Gucci overtakes Hermes on designer Michele’s revamp

Bloomberg

Gucci surged past rival Hermes in sales as shoppers snapped up more of designer Alessandro Michele’s crystal- and sequin-coated creations over the holidays.
The Italian fashion label closed out the year with another quarter of runaway growth, with comparable sales rising 43 percent, parent Kering SA said in a statement on Tuesday. Its revenue of 6.2 billion euros ($7.6 billion) last year surpassed the 5.5 billion posted by Hermes International. Kering brands ranging from Saint Laurent to Balenciaga joined Gucci in reaping the fruit of youth-focussed reboots. Millennial shoppers have been leading the luxury industry’s rebound, with customers under the age of 35 making up 85 percent of growth last year, according to consultancy Bain & Co. “We are continually impressed by the momentum at Gucci,” wrote Hermine de Bentzmann, an analyst at Raymond James.
The Italian brand’s efforts under designer Michele and Chief Executive Officer Marco Bizzarri have seen Gucci roar back after years of sluggish sales. That’s pushed it past Hermes, a more staid label that’s ridden rising demand for its high-end handbags, into second place among fashion labels owned by listed companies. It now trails only Louis Vuitton, the LVMH-owned leather-goods brand that has sales of more than 9 billion euros, according to Exane BNP Paribas analyst Luca Solca.

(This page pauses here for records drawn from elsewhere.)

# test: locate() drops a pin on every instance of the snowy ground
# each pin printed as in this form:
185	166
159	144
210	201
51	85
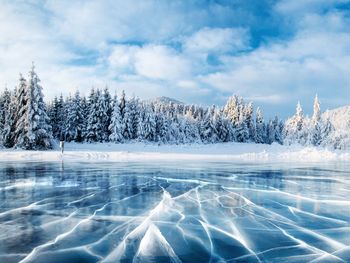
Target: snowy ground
239	152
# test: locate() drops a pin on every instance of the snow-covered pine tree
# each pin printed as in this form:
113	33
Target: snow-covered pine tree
60	109
327	133
223	127
85	113
260	127
190	129
130	120
8	134
294	128
116	128
37	132
241	131
75	119
207	127
106	113
278	126
271	132
94	125
316	124
161	127
231	110
5	100
21	122
122	103
249	111
147	124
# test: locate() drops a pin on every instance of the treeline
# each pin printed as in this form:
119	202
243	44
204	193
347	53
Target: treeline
103	118
27	122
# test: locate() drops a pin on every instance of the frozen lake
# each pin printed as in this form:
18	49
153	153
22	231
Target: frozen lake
174	212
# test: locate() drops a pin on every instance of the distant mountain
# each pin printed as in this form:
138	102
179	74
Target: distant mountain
339	117
165	100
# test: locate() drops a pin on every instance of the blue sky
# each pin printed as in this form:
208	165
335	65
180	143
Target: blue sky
272	52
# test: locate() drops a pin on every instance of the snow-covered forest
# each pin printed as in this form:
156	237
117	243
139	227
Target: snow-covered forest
27	122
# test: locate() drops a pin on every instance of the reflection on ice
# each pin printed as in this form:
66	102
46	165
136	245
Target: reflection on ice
204	213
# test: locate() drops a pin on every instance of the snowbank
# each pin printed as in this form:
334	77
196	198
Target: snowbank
238	152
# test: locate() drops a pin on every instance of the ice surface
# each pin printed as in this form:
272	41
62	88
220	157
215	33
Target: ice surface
175	212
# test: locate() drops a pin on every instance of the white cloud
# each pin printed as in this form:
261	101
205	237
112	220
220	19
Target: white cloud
217	40
161	62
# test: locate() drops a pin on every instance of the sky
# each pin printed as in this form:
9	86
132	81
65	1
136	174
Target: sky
274	53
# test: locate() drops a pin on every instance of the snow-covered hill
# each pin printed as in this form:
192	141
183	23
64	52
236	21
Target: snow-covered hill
339	117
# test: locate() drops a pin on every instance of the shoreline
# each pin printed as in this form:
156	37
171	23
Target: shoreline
138	152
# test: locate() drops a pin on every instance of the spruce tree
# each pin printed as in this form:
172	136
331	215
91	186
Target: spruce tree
116	128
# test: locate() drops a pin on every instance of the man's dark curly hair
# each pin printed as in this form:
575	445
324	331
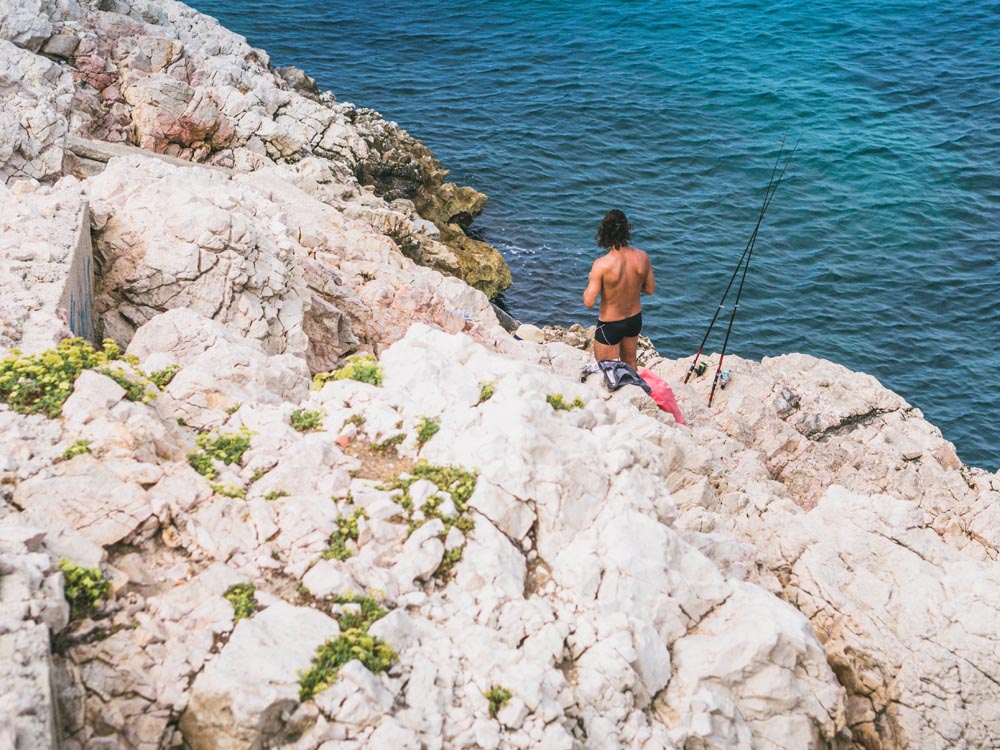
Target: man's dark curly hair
614	231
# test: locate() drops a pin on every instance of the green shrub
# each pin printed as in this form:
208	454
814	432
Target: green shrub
227	447
347	530
358	420
374	653
84	588
486	391
228	490
362	367
458	483
305	420
241	596
77	449
557	402
40	383
498	698
426	429
161	378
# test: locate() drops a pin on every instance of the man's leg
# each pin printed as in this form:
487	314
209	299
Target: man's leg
606	351
629	345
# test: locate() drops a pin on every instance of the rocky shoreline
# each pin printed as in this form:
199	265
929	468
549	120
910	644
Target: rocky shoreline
311	494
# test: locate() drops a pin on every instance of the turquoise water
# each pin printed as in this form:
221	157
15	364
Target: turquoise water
881	249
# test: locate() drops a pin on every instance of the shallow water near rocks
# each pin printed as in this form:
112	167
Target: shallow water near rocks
881	249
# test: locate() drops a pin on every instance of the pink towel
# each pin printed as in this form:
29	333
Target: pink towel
661	393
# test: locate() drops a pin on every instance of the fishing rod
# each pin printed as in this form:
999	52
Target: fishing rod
768	194
746	266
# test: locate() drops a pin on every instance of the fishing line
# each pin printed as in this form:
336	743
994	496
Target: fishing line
746	266
768	194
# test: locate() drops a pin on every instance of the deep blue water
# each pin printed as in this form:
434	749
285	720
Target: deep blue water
881	249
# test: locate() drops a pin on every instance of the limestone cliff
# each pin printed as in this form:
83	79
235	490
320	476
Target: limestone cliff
452	543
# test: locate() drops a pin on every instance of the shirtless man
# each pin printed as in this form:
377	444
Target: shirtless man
619	278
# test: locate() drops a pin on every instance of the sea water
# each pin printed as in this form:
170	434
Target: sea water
881	247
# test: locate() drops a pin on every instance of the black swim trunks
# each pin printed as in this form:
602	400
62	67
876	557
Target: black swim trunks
612	333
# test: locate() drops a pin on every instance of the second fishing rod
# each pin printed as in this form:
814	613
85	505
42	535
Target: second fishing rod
744	263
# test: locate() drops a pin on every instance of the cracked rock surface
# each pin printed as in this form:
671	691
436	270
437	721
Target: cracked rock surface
807	564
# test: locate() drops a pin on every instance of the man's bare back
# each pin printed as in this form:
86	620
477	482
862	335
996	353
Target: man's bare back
618	278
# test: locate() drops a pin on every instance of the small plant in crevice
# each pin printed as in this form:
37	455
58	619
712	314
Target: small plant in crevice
358	420
227	447
558	402
498	697
241	596
346	531
307	420
228	490
354	643
361	367
84	588
486	391
367	610
40	383
426	429
77	449
458	483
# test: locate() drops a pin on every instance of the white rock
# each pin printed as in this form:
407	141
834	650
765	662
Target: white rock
239	698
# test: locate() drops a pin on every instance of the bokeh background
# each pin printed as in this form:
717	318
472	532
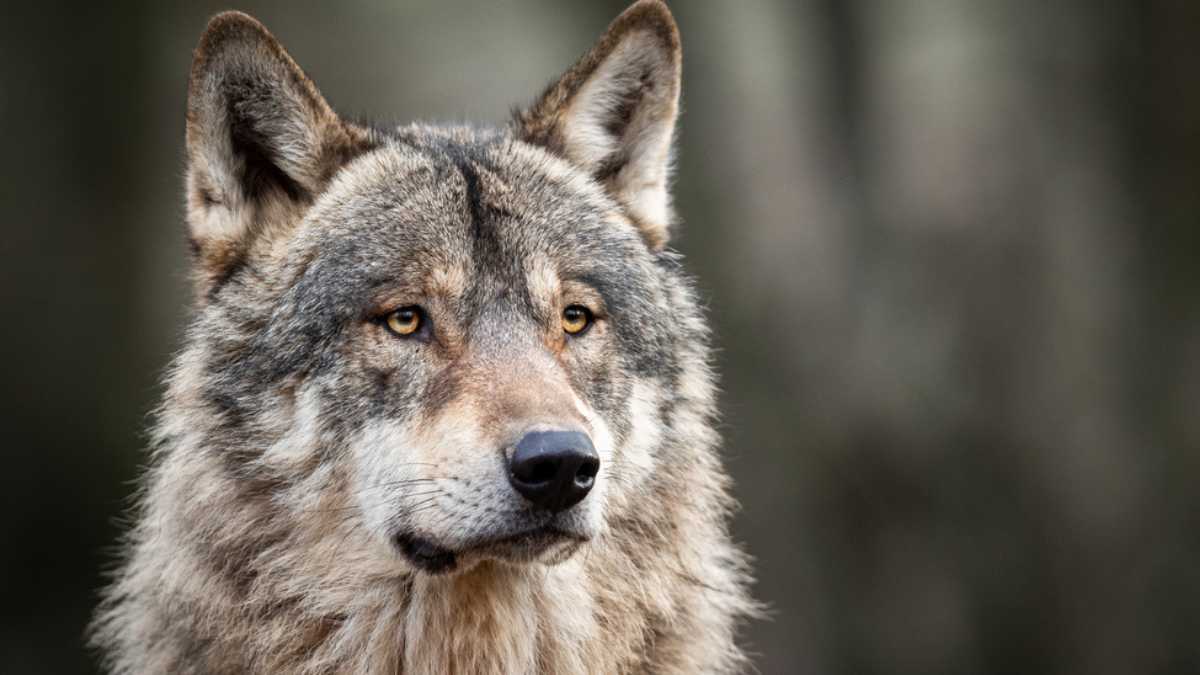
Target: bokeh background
951	251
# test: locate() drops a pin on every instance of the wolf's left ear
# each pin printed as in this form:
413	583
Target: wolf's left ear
613	114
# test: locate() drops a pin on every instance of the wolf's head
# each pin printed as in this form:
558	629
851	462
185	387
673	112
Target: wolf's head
467	344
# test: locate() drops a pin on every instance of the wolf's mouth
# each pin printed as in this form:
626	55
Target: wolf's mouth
426	555
521	547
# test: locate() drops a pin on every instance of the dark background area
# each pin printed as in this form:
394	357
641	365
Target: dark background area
949	249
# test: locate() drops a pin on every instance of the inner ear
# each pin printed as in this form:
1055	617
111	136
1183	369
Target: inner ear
613	114
262	142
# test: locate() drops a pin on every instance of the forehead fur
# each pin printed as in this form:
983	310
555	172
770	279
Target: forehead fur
437	181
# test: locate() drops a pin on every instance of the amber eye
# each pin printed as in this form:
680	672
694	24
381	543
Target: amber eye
405	321
576	318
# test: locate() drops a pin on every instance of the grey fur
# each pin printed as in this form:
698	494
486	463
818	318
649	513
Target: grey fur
299	440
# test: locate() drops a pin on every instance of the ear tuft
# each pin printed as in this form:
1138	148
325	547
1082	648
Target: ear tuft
262	142
613	114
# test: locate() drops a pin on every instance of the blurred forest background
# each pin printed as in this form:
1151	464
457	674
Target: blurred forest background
951	250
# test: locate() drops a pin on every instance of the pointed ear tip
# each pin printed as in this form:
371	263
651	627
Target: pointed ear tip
227	29
653	16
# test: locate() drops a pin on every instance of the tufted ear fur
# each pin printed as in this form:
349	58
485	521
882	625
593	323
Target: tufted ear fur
262	143
613	114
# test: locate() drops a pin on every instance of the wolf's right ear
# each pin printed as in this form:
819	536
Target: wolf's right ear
262	142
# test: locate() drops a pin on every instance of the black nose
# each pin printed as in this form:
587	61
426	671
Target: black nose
553	470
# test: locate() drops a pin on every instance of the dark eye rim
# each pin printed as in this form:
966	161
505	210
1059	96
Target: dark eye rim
589	318
423	322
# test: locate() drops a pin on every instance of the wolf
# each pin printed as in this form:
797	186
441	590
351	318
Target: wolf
445	402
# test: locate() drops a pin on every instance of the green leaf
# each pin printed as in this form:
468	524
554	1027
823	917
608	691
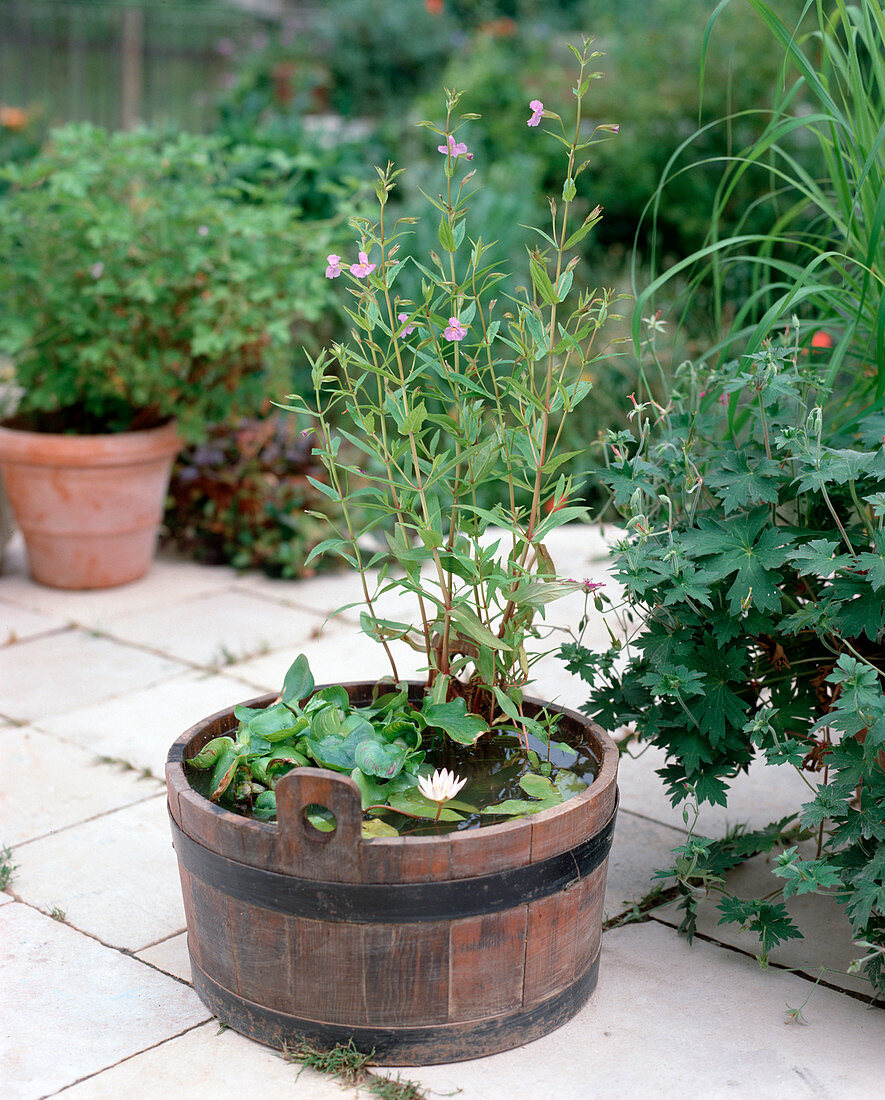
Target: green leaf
814	558
224	771
382	758
412	802
210	752
770	922
376	827
338	750
264	809
873	564
469	624
299	681
277	724
453	718
541	282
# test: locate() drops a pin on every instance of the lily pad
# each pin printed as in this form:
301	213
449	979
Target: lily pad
543	794
377	827
413	802
453	718
276	724
382	758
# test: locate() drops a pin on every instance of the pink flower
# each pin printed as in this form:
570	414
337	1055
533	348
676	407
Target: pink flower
364	267
454	149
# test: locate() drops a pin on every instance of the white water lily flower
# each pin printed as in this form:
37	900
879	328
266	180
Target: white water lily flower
441	787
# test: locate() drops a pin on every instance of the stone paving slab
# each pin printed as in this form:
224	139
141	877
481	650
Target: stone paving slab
115	877
50	785
19	623
671	1021
338	656
827	934
170	956
73	1008
217	629
141	725
168	581
205	1065
58	672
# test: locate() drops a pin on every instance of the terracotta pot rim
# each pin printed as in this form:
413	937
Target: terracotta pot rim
598	790
47	448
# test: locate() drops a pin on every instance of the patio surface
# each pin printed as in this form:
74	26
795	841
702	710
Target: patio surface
93	971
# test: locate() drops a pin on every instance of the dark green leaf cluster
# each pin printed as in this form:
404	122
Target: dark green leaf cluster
380	745
755	563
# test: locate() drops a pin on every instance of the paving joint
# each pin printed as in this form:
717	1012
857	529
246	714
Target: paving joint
129	1057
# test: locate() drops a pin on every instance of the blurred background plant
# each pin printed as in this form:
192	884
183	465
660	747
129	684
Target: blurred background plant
338	87
140	285
242	497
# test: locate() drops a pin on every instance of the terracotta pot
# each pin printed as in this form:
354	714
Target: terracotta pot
89	506
423	948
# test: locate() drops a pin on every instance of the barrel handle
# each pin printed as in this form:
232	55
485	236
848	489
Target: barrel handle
308	853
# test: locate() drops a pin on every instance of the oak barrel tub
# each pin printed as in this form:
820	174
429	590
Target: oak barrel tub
423	949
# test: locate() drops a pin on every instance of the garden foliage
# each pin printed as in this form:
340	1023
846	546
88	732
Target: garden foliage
242	497
754	496
139	283
755	564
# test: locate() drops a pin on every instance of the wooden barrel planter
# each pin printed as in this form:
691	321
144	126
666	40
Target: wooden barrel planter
426	949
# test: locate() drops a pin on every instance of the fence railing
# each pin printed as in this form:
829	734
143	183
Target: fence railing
117	64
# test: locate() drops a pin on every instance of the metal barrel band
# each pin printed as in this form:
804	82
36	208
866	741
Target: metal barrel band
399	902
415	1045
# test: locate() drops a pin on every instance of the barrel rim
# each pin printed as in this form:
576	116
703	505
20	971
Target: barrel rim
600	789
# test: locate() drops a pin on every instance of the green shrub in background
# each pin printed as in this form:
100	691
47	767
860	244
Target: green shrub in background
821	255
139	283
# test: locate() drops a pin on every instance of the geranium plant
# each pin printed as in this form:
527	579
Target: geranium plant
431	404
753	570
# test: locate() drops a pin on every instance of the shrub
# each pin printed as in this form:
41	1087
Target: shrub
243	498
144	277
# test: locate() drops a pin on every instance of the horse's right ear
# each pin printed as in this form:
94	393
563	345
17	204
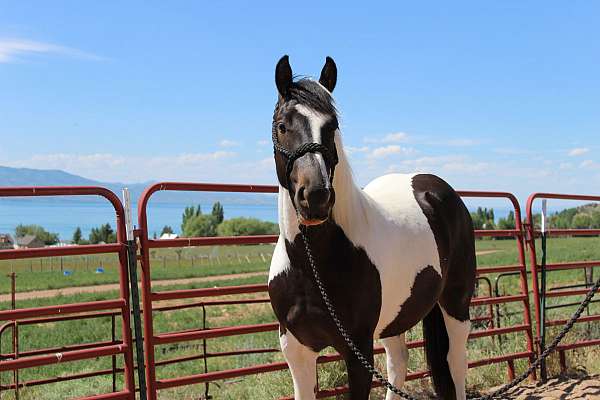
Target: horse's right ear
283	76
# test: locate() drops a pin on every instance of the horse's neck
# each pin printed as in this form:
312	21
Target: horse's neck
350	211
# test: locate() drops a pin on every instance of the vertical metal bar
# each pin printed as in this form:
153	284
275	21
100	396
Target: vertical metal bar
543	369
114	357
135	299
204	347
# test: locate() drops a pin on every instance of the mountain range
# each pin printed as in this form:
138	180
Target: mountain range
10	176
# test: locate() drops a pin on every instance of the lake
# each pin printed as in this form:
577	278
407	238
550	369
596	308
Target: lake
64	216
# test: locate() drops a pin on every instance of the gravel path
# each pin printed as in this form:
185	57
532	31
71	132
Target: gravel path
38	294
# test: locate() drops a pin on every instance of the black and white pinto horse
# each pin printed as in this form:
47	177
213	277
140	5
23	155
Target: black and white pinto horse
399	251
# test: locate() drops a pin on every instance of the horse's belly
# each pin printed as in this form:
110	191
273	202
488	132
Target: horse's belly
405	252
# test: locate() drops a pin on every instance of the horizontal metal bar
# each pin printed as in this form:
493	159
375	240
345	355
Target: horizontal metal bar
496	300
211	241
585	318
76	355
123	395
61	251
10	315
208	292
500	269
575	345
167	338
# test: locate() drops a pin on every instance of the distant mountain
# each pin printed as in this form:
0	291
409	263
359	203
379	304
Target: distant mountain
51	177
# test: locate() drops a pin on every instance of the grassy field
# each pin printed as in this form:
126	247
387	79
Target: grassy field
271	385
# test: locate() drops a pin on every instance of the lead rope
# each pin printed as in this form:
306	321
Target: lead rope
379	376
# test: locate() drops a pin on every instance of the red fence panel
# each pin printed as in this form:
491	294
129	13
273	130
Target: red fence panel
532	233
40	315
149	297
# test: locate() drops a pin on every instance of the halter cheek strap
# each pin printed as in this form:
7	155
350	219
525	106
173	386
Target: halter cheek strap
291	156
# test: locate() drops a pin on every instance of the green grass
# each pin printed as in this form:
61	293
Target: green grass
42	274
274	385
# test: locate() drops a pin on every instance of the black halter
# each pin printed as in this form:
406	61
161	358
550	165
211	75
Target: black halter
330	157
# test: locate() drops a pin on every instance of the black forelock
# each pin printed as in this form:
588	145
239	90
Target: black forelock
311	94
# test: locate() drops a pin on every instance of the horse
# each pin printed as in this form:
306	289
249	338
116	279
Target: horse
396	252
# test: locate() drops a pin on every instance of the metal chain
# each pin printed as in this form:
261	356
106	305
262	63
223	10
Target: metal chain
379	376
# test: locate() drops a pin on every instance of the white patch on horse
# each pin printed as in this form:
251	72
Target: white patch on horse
458	335
280	261
397	362
303	366
316	121
386	221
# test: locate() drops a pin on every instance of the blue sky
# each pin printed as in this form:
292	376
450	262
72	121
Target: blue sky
489	95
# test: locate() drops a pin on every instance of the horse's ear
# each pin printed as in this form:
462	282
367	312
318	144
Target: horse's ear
329	74
283	75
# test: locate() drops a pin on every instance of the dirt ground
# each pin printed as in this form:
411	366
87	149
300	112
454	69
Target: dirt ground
571	388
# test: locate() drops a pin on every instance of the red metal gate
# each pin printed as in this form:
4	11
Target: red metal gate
533	233
85	351
149	297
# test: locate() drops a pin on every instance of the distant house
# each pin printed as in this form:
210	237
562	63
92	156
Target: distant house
29	242
6	241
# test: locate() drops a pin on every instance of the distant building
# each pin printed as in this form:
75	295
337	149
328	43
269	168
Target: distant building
29	242
6	241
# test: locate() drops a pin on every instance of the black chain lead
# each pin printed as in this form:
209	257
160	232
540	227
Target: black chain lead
379	376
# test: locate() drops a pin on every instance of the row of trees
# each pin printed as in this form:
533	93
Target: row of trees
102	234
484	219
584	217
47	237
195	223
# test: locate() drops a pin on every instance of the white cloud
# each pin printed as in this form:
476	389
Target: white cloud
589	164
11	49
350	150
385	151
578	151
229	143
213	166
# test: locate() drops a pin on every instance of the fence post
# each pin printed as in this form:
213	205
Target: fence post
135	297
543	369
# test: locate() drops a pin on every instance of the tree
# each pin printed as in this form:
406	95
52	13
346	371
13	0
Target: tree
37	231
199	225
218	212
189	213
247	226
508	222
581	221
77	236
104	234
166	229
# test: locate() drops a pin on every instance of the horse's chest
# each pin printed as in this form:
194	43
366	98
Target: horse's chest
352	283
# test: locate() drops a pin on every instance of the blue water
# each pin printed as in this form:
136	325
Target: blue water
63	217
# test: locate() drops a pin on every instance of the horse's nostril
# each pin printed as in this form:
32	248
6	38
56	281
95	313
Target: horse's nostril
318	197
302	200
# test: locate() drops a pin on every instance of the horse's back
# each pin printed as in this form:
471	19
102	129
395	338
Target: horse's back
424	206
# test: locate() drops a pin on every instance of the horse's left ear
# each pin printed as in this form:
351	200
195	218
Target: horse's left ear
329	74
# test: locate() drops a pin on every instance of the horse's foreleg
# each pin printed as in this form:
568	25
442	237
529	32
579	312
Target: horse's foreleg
359	379
458	334
397	362
303	365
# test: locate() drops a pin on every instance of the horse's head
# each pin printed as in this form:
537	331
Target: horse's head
304	125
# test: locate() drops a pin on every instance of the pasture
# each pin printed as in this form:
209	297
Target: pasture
202	262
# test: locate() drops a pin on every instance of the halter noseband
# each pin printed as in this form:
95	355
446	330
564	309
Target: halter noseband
330	157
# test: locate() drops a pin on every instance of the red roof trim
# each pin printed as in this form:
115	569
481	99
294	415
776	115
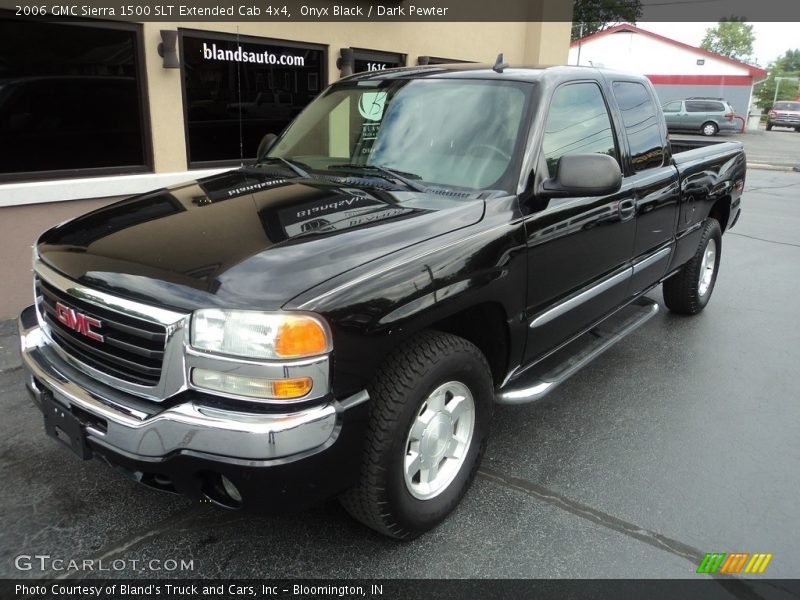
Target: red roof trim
754	71
745	80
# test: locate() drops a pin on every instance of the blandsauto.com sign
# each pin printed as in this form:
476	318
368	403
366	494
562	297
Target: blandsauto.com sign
264	57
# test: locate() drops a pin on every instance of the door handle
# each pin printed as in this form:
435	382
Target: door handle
627	208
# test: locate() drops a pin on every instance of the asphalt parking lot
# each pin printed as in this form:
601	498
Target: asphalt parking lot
681	440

“We have a new generation of designers who have a more global vision,” Chief Financial Officer Jean-Marc Duplaix said on a call with reporters. He says the creative chiefs worked on extending their aesthetic to everything from store decor to social media campaigns to events to offer clients an immersive experience. Kering shares were down 1.5 percent early on Tuesday in Paris, though they’ve risen more than 60 percent over the last year.
Under Michele, Gucci has regained the swagger it displayed with designer Tom Ford in the 1990s, while reaching out to a new generation of luxury fans. It has attracted young shoppers through collaborations with Instagram poets and pop-up events where they could personalise their handbags with butterfly and flower motifs, as well as by extending Michele’s look to new categories like watches and ad campaigns for perfumes produced by licensee Coty.
“When I meet with designers I’m less interested in their ideas for products than in the creative universe they propose,” Kering CEO Francois-Henri Pinault said at an investor presentation. Balenciaga continued to push logo hoodies and luxury sock sneakers while Saint Laurent splashed out on a Paris Fashion Week spectacle, strutting out thigh-high feather boots and sparkly warm-up jackets in a nighttime show framed by the Eiffel Tower.